The Sheepwash Bridge, which dates from the 17th century, is a packhorse bridge with an attached stone sheepwash: lambs were placed in the pen on one side of the river and the ewes swam across the river to get to them, while being pushed underwater by the shepherds to clean the fleece before shearing. Large trout inhabit the waters of the Wye around the bridge. It is a Scheduled Monument as well as a listed building.

Ashford's parish church of the Holy Trinity was mostly rebuilt in 1868–70 but has a partly 13th-century tower, a 14th-century north arcade and a recovered Norman tympanum above the south doorway. In the churchyard lies the base and stump of a Grade-II-listed churchyard cross, variously dated to the 14th or 15th century. Behind the church are traces of a moat, all that remains of a fortified house which was the home of Edmund Plantagenet, brother of Edward II.

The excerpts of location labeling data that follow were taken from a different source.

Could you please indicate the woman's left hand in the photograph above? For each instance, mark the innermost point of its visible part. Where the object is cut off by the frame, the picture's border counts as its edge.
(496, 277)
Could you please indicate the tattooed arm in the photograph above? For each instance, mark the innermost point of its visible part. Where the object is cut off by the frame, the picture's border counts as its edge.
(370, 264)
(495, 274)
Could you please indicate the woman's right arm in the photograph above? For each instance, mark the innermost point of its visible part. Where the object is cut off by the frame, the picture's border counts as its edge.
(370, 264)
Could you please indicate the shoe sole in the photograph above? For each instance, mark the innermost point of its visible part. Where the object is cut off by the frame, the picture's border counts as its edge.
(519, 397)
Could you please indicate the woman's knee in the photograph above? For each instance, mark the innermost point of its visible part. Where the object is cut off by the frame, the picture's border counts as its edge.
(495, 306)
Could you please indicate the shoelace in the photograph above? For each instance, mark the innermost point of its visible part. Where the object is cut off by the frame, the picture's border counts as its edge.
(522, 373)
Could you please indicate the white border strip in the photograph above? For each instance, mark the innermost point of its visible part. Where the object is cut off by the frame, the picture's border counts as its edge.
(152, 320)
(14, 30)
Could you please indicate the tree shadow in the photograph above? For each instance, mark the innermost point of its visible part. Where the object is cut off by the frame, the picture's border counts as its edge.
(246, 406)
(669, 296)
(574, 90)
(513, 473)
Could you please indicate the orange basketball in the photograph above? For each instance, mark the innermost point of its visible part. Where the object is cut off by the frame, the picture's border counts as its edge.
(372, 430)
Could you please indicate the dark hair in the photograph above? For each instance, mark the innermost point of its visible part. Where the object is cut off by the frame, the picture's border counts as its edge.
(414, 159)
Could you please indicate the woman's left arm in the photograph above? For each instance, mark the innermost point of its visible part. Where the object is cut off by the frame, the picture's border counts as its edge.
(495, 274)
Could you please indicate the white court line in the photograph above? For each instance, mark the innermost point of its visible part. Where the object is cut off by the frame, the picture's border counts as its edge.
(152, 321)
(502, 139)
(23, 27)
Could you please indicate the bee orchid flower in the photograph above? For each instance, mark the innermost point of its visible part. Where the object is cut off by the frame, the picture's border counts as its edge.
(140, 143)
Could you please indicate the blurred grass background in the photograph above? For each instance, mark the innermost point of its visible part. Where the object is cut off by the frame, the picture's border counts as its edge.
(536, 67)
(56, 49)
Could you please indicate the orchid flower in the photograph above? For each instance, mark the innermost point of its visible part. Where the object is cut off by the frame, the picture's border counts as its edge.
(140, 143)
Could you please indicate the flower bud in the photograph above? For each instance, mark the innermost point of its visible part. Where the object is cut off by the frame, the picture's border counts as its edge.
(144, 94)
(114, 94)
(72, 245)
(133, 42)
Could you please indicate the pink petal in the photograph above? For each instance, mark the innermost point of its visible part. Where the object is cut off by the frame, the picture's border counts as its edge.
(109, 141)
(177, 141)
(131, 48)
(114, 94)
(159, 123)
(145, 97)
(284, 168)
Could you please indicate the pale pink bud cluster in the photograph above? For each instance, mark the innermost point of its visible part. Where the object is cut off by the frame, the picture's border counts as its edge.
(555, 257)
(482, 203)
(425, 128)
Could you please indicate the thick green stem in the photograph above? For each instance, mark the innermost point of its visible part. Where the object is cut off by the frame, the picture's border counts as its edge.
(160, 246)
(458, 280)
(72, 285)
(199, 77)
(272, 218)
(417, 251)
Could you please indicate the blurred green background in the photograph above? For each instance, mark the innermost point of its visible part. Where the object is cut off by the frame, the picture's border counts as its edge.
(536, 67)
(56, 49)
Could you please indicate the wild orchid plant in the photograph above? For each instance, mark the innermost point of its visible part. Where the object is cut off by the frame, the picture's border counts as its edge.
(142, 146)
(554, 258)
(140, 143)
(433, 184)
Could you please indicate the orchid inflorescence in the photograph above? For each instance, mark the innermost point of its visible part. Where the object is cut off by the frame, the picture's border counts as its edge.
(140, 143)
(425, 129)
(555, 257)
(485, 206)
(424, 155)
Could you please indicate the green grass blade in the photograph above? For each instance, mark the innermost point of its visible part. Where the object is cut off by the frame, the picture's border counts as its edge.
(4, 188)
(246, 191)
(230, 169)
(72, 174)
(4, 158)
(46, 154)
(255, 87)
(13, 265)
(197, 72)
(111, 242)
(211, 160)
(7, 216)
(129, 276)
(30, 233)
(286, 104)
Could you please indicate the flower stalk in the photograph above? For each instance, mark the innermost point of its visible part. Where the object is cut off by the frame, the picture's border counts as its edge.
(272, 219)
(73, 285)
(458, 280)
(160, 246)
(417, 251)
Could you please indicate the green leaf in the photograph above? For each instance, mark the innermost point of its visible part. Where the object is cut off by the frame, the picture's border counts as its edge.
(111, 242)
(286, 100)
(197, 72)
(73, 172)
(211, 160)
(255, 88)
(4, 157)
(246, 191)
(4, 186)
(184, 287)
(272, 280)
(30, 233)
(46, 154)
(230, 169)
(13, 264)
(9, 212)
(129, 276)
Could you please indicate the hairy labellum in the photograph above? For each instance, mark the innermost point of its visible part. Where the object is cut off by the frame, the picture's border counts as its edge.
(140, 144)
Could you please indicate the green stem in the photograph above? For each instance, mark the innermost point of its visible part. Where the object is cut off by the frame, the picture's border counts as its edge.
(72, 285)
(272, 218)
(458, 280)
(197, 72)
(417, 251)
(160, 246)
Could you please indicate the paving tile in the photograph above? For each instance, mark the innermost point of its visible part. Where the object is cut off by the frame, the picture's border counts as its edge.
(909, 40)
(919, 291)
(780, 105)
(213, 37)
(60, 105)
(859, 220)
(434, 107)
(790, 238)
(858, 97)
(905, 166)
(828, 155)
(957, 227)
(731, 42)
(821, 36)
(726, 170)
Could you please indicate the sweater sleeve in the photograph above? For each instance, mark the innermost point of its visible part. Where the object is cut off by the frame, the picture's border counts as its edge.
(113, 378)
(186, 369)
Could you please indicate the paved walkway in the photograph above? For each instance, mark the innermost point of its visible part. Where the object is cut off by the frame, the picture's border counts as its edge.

Thornbridge Hall dates from the 18th century, but was enlarged in 1871 and radically altered in a neo-Tudor style in 1897.

Within the parish, but nearer Sheldon village, is Magpie Mine, a disused but well-preserved Derbyshire lead mine complex.

==Demography==
In the 2011 census, Ashford-in-the-Water was 99.5% White, and 0.2% Asian.

==Notable people==
Robert Armitage Sterndale, naturalist, artist, writer and statesman who worked in India before becoming Governor-general of St. Helena, was born in the village.